L04 | 089 Reckoning With Scientific and Intergenerational Knowledge
Tracks
St David - Seminar D
Thursday, July 3, 2025 |
11:00 AM - 12:30 PM |
St David, Seminar D |
Overview
Symposium talks
Lead presenting author(s)
Prof Vincente Diaz
Professor
UCLA
Decolonizing Academic Knowledge Production with an Augmented Paafu Mat
Abstract - Symposia paper
Indigenous “relationalities” of kinship and mutual custodialship between human and other-than-human personages include those that also obtain between and among land-, water-, and sky-scapes. In Oceania, this expansive web of social and environmental relations of kinship and reciprocity is materially embodied and mobilized in indigenous water crafts, like voyaging outrigger canoes, and in the craftwork of Indigenous “local” ecological knowledge of sea and skyways, as found for example in the paafu mat (https://www.youtube.com/watch?v=SzZFje4bayc). An intergenerational teaching device featuring a circle of shells upon a woven pandanus mat by which Central Carolinian navigators teach children (or ethnographers) the rising and setting points of stars used for directional purposes, paafu also holds knowledge that have larger “instructional” lessons about ethical obligations and reciprocal responsibilities. This presentation charts the emergent topographies -- the protocols toward a decolonial academic knowledge production praxis – as they inform and are further informed by an augmented and mixed reality rendering of a traditional paafu mat produced in an ongoing art/science/technology collaborative involving researchers in critical Indigenous Studies and Computer Science and Engineering on the one hand, and traditional voyagers from Polowat Atoll in the Central Carolinian region of Micronesia on the other.
Ruizhi Choo
Phd Student
University of Hawaii at Manoa
Ghosts in the Archival Grain: Entangled Epistemic Processes in Malayan Fisheries
Abstract - Symposia paper
Evil spirits surfaced in the waters off Pulau Angsa in 1925, carrying off a net that had been heavily weighed down just minutes ago. Remarkably, this incident had surfaced in the Annual Report of the colonial Fisheries Department of British Malaya, a document produced by British officials trained in Western scientific epistemologies.[1] At the turn of the twentieth century, Western scientists were so unfamiliar with tropical seas that colonial knowledge production still relied heavily on local intergenerational knowledge to understand these waters. Yet local communities themselves were also reshaping their relationships with the sea as they responded to the introduction of new fishing technologies. Through a close reading of colonial and contemporaneous sources, I suggest that intergenerational and scientific knowledge were deeply entangled, mutually reinforcing epistemic processes.
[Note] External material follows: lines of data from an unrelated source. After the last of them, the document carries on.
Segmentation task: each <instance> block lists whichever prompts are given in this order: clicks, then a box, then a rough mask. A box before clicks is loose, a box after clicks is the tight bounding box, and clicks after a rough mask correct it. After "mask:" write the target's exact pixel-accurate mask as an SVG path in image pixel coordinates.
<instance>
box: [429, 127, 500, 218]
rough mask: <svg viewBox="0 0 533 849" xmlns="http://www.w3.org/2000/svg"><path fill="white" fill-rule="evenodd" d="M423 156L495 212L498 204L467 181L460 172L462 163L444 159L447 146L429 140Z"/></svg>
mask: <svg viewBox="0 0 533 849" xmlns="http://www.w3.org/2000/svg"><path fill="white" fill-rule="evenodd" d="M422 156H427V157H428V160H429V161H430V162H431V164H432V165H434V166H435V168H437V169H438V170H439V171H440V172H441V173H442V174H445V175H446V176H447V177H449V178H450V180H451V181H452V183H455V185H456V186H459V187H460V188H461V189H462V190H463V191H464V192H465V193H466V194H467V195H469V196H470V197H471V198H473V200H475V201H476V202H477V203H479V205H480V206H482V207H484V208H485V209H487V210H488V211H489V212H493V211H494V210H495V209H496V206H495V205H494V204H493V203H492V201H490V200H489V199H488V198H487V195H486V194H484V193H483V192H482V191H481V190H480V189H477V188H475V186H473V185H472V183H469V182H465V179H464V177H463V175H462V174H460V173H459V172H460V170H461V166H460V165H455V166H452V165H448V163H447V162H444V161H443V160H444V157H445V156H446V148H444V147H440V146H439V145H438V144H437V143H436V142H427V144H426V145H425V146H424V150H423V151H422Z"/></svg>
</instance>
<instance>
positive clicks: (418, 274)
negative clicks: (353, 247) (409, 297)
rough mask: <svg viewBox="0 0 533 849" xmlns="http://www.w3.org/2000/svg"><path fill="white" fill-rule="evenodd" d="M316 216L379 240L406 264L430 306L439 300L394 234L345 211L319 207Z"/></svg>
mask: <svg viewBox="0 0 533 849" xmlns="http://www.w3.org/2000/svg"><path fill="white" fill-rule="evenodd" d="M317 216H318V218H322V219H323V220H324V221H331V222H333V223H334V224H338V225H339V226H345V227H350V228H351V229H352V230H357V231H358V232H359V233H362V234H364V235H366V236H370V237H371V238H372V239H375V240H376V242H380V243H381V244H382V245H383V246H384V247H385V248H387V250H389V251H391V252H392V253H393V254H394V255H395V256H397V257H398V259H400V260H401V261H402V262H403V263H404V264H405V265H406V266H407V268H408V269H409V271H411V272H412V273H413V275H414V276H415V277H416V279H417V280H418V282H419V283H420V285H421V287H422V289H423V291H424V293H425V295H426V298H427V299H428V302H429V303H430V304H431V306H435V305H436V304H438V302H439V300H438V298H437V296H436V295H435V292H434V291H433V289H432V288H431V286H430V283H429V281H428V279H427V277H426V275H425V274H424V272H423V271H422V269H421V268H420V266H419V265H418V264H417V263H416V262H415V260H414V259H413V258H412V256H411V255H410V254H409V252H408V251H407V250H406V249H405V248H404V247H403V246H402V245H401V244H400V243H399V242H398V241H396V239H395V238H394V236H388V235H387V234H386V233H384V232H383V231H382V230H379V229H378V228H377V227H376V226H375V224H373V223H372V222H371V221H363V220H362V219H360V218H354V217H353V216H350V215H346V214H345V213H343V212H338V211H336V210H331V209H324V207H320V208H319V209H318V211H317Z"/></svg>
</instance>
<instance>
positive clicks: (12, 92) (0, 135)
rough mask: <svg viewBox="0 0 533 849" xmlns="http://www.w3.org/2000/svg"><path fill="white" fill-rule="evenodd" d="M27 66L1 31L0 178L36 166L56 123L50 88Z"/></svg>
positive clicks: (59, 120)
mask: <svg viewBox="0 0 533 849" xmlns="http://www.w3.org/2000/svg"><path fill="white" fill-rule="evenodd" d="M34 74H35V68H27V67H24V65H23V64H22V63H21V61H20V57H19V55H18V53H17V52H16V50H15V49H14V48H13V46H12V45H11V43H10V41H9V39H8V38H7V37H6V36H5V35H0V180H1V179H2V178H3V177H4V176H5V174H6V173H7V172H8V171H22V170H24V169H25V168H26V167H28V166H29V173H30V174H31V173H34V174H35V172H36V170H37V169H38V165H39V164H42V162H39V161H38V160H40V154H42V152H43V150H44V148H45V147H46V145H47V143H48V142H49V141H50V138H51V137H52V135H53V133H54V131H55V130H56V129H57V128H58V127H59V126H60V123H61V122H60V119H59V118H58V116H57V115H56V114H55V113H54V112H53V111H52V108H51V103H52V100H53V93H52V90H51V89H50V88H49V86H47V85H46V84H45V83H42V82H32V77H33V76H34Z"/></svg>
At the same time, as a relatively nascent PhD student, I share my insights and difficulties in engaging with and incorporating diverse cosmologies into my study of Malayan fisheries.
Dr Faizah Zakaria
Assistant Prof.
National University of Singapore
Vernacularizing Volcanoes: Articulating Eruptions in Indonesia
Abstract - Symposia paper
Volcanic eruptions in Indonesia occupy a prominent place in world history and many interdisciplinary studies. These events positioned as moments that werewas pivotal to the advancement of volcanology as a field of study and the establishment of infrastructure that enabled scientific knowledge-making. Less known and at times, improperly understood, are vernacular knowledges of volcanoes among the diverse ethnic communities living in close proximity to them. This presentation examines local responses to seminal volcanic eruptions during the long twentieth century across the archipelago: Krakatau (1883), Agung (1963) and Merapi (2010), utilizing vernacular sources that range from court chronicles, oral histories and pamphlets by community disaster response groups. Far from being estranged from scientific epistemologies, this survey shows how each successive eruption leads to new local vocabularies and methods of organizing disaster responses in ways that accommodated both scientific and traditional religious understandings. These evolving articulations of what a volcanic eruption could mean and how to respond to it underscores the importance of place in exploring forms, objects, and practices of knowledge production regarding disaster mitigation.